Is there a simpler way to convert a variant to another variant with const versions of the same types?

Question

In the code below, is there a way to implement const_foobar foobar_manager::get_foobar() const in terms of the non-const version without the visit or equivalent code?

#include <variant>
#include <string>

struct foo {
    int val;
    std::string str;
};

struct bar {
    double val;
    std::string str;
};

using foobar = std::variant<foo, bar>;
using const_foobar = std::variant<const foo, const bar>;

class foobar_manager {
public:
    foobar get_foobar() {
        // the primary implementation of whatever needs to
        // happen to get the variant we want would go here.
        return foo{ 42, "mumble" };
    }

    const_foobar get_foobar() const {

        // we want to get the const variant in terms of the
        // the getting logic for the non-const case.

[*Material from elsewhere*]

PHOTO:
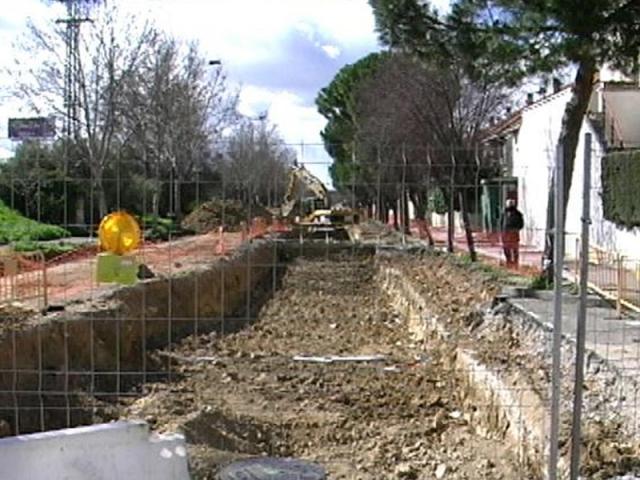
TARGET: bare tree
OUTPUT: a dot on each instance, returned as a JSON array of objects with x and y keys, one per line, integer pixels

Can
        // it be done without a visit?

        return std::visit(
            [](auto v)->const_foobar {
                return v;
            },
            const_cast<foobar_manager*>(this)->get_foobar()
        );
    }
};

int main() {
    foobar_manager fm;
    const auto& const_fm = fm;

    auto test1 = fm.get_foobar();
    auto test2 = const_fm.get_foobar();

    return 0;
}

Answer 1

As already mentioned in the comments, you can use use the great C++23 feature "deducing this":

#include <variant>
#include <string>
#include <type_traits>

struct foo
{
    int val;
    std::string str;
};

struct bar
{
    double val;
    std::string str;
};

using foobar = std::variant<foo, bar>;
using const_foobar = std::variant<const foo, const bar>;

struct foobar_manager
{
    auto get_foobar(this auto&& self)
    {
        if constexpr(std::is_const_v<decltype(self)>)
        {
            return const_foobar(foo(42, "mumble"));
        }
        else
        {
            return foobar(foo(42, "mumble"));
        }
    }
};

int main() {
    foobar_manager fm;
    const auto& const_fm = fm;

    auto test1 = fm.get_foobar();
    auto test2 = const_fm.get_foobar();

    return 0;
}

Godbolt

---

Moreover, even with C++17 only (needed for std::variant), you can separate the complex logic to create the initial foo in a separate (maybe static) function get_foo(), and then simply call this function from the two implementations of get_foobar

struct foobar_manager
{
    //...
    static auto get_foo() { return foo(42, "mumble"); }
    //...
    auto get_foobar()
    {
        return foobar(get_foo());
    }

    auto get_foobar() const
    {
        return const_foobar(get_foo());
    }
};